At the Chile side, once again there was a huge queue. It seemed I was missing a bit of paper the Argentine customs should have given me. Jorge smoothed things over with lots of Spanish and gesticulations. At this point, we decided to ride to Puerto Montt together. Initially, it was exactly like England on a summers day, with a threat of rain. The road flattened out, passing through fertile farmland. At Entre Lagos, my phone told me to go left, but Jorge continued straight on, and I followed him. I thought about just shooting off to the left, but after Jorge’s help with the bike and at the border, it felt a bit churlish to suddenly veer off and leave him. We then spent over an hour negotiating roadworks, with long delays at traffic signals waiting for oncoming traffic to pass. The road dried out, and huge clouds of dust covered us as traffic passed. Eventually we reached Osorno, and then joined a massive motorway for 70 miles. Jorge showed no inclination to take a break. I was by now regretting my decision not to abandon him. It rained a bit, but the traffic wasn’t too bad. Jorge’s bike was afster than mine, and a few times he pulled way ahead, then would slow down to let me catch up. On reaching Puerto Montt, Jorge showed me a hostel up a scruffy looking side street. It looked a bit dilapidated. Puerto Montt has a seedy port atmosphere about it, and I had no desire to stay there. I told Jorge I would find a campsite. He was staying with relatives. I found a campsite on iOverlander. Jorge was staying with relatives. Tomorrow he is getting the huge rear knobbly he has been carrying fitted, ready for the Carreterra Austral. My first days riding with someone else on the trip had not been much fun, and I was pissed off I had missed the interesting looking back-roads to get to Puerto Montt. Maybe we will run into each other again in the next few days. But having ridden alone for the whole trip, it works for me, and I like it.
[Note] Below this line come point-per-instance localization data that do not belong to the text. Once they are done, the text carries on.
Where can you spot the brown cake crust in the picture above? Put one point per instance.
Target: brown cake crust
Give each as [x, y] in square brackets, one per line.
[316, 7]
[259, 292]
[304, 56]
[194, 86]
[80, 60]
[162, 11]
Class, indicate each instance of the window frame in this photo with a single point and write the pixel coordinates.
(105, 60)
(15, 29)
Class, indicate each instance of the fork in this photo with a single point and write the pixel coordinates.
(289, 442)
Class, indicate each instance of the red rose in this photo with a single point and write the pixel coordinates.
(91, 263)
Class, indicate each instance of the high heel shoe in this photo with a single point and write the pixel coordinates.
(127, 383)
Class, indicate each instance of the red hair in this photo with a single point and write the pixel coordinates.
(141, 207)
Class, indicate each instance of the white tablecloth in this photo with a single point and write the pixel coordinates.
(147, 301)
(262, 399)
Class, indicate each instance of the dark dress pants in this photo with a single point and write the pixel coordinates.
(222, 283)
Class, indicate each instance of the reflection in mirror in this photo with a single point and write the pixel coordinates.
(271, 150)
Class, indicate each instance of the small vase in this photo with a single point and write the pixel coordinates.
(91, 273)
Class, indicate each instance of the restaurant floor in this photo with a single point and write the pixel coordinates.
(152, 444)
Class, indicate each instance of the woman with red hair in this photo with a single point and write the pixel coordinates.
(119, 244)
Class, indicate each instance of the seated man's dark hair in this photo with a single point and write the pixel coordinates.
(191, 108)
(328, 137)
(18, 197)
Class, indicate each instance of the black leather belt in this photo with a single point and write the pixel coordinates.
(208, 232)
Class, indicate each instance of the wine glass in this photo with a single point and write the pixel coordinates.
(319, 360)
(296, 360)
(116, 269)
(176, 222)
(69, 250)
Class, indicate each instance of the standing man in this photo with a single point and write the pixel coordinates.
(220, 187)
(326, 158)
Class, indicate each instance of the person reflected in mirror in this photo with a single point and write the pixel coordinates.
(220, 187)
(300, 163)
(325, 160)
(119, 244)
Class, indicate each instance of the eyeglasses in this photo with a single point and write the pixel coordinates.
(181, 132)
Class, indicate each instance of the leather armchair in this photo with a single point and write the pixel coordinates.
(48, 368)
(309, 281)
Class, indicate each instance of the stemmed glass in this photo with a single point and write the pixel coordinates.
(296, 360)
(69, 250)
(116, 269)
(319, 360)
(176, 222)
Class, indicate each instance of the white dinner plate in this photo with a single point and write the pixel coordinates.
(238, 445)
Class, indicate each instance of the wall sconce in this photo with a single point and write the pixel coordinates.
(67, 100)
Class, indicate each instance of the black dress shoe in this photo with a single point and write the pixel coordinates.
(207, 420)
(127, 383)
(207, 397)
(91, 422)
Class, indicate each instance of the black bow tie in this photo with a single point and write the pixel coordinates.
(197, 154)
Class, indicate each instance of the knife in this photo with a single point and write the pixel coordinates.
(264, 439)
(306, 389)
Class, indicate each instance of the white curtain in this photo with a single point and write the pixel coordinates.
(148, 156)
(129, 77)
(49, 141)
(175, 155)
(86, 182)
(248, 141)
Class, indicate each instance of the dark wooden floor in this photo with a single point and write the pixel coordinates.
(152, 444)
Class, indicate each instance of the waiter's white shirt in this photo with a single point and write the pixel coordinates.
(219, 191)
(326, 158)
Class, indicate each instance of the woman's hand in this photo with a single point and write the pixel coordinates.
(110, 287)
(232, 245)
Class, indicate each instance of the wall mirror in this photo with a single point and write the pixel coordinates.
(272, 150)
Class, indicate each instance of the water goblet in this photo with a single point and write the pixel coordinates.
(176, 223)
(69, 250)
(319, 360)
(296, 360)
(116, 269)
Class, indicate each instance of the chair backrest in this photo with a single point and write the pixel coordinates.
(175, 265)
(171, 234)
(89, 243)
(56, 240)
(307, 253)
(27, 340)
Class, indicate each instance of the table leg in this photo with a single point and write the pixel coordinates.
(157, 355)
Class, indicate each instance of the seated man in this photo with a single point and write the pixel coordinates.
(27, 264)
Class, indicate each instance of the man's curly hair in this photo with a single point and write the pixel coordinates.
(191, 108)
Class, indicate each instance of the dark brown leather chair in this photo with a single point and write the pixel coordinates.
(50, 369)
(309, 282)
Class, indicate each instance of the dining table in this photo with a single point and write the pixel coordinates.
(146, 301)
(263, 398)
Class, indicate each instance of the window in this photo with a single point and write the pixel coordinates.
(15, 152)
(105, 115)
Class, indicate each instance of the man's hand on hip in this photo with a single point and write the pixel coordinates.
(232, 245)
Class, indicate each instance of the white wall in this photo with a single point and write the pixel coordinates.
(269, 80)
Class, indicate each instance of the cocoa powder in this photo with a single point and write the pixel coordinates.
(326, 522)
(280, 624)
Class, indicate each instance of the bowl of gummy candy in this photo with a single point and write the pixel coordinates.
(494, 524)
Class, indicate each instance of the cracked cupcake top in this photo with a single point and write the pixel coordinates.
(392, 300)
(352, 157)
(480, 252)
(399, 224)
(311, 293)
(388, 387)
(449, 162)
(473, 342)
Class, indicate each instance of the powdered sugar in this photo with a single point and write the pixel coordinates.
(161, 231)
The campsite I found is next to a fast food shack, 3 mile’s down the coast from Puerto Montt, with a great view of the Pacific. I bought a couple of beers, was interrogated by two dodgy looking guys for a while, then, after setting up my tent, cooked a dinner of pasta with tomato sauce. Tomorrow, after getting fuel and some local currency, it’s off south into Chilean Patagonia.
The whole day, I hadn’t taken any pictures. That’s what comes with riding with someone else, I guess. I did shoot some video, but that won’t be edited until I am home.